Mesmo com pequeno saldo devedor, atraso no pagamento autoriza busca e apreensão de veículo

A disputa começou quando uma pessoa, após atrasar o pagamento de parcelas de um contrato de financiamento com garantia fiduciária, teve o bem apreendido por determinação judicial a pedido do Banco Safra. Inconformada, a devedora recorreu, alegando que havia quitado quase toda a dívida — o que, em sua visão, tornaria desnecessária a retomada do bem. Sem razão.

A 1ª Câmara Cível do Tribunal de Justiça do Amazonas manteve sentença que consolidou a propriedade de um veículo em favor de instituição financeira após o atraso no pagamento das parcelas de financiamento. A decisão reafirma que, nos contratos com garantia de alienação fiduciária, a mora do devedor — ainda que por pequeno saldo — autoriza a busca e apreensão do bem, sendo inaplicável a teoria do adimplemento substancial.

O caso envolveu ação proposta pelo Banco Safra contra uma empresa que alegava ter quitado mais de 80% da dívida e, por isso, pleiteava a restituição do veículo. O colegiado, com voto da Desembargadora Nélia Caminha Jorge, rejeitou o argumento, destacando que o Decreto-Lei nº 911/1969 estabelece regime próprio de execução do contrato, que exige quitação integral da obrigação para impedir a consolidação da propriedade em favor do credor.

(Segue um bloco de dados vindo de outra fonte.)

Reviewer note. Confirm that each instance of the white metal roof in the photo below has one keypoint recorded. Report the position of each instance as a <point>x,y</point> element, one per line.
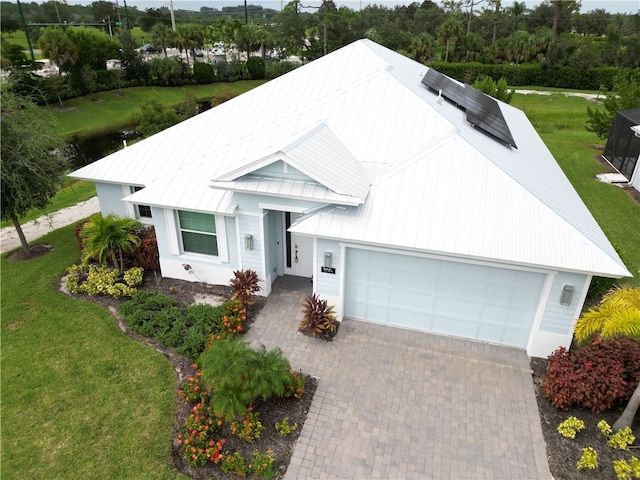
<point>360,123</point>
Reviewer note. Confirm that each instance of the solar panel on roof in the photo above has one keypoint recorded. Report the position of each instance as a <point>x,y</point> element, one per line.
<point>451,90</point>
<point>484,112</point>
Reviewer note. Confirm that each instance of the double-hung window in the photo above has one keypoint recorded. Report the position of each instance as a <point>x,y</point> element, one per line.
<point>198,232</point>
<point>143,211</point>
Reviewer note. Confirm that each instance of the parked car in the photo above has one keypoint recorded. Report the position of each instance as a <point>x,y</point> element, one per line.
<point>148,48</point>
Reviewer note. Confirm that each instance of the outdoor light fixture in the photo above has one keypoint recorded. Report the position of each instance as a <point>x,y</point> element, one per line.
<point>327,259</point>
<point>566,295</point>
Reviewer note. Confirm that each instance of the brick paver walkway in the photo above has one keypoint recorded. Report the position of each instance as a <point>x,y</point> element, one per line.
<point>399,404</point>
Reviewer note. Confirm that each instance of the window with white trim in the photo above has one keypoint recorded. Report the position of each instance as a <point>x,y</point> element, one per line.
<point>198,232</point>
<point>142,211</point>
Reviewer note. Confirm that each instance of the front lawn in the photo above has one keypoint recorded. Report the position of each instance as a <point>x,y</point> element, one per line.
<point>560,121</point>
<point>79,398</point>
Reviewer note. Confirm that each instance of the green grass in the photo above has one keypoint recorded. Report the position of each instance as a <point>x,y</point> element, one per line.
<point>560,121</point>
<point>80,400</point>
<point>74,191</point>
<point>114,110</point>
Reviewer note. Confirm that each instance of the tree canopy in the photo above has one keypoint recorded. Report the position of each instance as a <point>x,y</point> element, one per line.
<point>32,158</point>
<point>624,96</point>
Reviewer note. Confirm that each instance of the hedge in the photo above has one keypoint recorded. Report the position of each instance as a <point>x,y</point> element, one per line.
<point>531,74</point>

De acordo com o voto da relatora, a notificação extrajudicial enviada ao endereço constante do contrato é suficiente para constituir a mora, conforme o Tema 1.132 do Superior Tribunal de Justiça, sendo desnecessária a comprovação do efetivo recebimento. O acórdão também confirmou a validade da capitalização mensal dos juros e reconheceu que o uso da Tabela Price não caracteriza, por si só, prática abusiva.

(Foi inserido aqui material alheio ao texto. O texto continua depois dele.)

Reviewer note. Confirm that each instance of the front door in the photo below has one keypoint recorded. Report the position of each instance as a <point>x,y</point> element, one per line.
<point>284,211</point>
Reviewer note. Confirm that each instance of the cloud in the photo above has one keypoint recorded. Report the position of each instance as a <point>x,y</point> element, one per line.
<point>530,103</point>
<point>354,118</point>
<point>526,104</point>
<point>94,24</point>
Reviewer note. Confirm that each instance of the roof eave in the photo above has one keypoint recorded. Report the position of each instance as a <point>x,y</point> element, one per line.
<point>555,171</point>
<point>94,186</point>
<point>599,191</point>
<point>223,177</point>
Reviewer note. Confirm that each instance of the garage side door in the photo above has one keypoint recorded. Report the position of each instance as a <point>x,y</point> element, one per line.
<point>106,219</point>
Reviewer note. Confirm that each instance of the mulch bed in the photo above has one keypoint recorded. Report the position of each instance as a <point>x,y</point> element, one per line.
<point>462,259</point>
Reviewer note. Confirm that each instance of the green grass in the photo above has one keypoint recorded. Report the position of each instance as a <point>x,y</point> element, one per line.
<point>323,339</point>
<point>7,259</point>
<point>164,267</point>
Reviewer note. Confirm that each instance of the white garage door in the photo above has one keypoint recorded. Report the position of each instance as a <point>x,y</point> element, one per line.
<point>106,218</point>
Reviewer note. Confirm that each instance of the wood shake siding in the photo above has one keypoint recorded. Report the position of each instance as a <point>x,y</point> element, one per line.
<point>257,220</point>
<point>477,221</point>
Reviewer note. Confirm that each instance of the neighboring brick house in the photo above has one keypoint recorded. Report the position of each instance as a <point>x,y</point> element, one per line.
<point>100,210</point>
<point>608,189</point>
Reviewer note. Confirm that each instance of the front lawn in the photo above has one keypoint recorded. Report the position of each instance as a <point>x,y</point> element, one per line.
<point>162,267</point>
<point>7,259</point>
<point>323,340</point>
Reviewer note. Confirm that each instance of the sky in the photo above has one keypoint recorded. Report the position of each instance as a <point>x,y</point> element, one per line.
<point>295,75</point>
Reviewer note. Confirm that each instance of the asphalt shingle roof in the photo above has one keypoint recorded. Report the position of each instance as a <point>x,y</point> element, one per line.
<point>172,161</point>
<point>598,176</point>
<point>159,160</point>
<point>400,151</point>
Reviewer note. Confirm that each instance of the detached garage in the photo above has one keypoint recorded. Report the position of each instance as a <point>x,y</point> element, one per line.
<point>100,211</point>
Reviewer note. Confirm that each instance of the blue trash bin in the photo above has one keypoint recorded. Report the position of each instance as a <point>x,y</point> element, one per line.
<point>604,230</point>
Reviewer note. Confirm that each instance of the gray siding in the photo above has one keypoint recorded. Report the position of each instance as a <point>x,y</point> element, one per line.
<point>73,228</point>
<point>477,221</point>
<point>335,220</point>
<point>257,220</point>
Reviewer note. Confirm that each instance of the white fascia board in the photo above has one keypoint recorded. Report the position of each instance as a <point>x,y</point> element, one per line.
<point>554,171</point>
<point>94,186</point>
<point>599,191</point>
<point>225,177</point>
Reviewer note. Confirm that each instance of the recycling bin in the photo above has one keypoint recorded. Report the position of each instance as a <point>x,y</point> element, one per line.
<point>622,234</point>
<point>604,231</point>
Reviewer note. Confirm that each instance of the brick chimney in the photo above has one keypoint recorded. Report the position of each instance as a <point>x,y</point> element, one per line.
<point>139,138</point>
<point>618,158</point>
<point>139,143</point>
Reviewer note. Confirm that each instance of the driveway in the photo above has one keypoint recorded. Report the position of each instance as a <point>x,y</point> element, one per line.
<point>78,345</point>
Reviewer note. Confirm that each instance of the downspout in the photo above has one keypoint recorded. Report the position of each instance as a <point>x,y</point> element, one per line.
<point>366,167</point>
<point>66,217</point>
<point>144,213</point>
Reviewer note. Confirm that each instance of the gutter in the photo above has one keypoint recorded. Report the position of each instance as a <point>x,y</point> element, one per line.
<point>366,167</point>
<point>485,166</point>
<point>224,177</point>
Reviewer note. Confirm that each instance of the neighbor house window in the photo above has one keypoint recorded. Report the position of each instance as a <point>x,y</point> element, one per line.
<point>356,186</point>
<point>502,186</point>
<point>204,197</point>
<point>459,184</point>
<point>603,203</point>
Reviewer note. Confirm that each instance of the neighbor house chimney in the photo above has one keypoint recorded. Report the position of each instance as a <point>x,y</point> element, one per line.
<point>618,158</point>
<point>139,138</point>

O julgamento reforça o entendimento consolidado pelo STJ de que a teoria do adimplemento substancial, que protege o devedor que já cumpriu a maior parte da obrigação, não se aplica aos contratos regidos pelo Decreto-Lei nº 911/69, uma vez que esse diploma legal prevê tratamento específico e objetivo para a mora, bastando o simples atraso para autorizar a retomada do bem.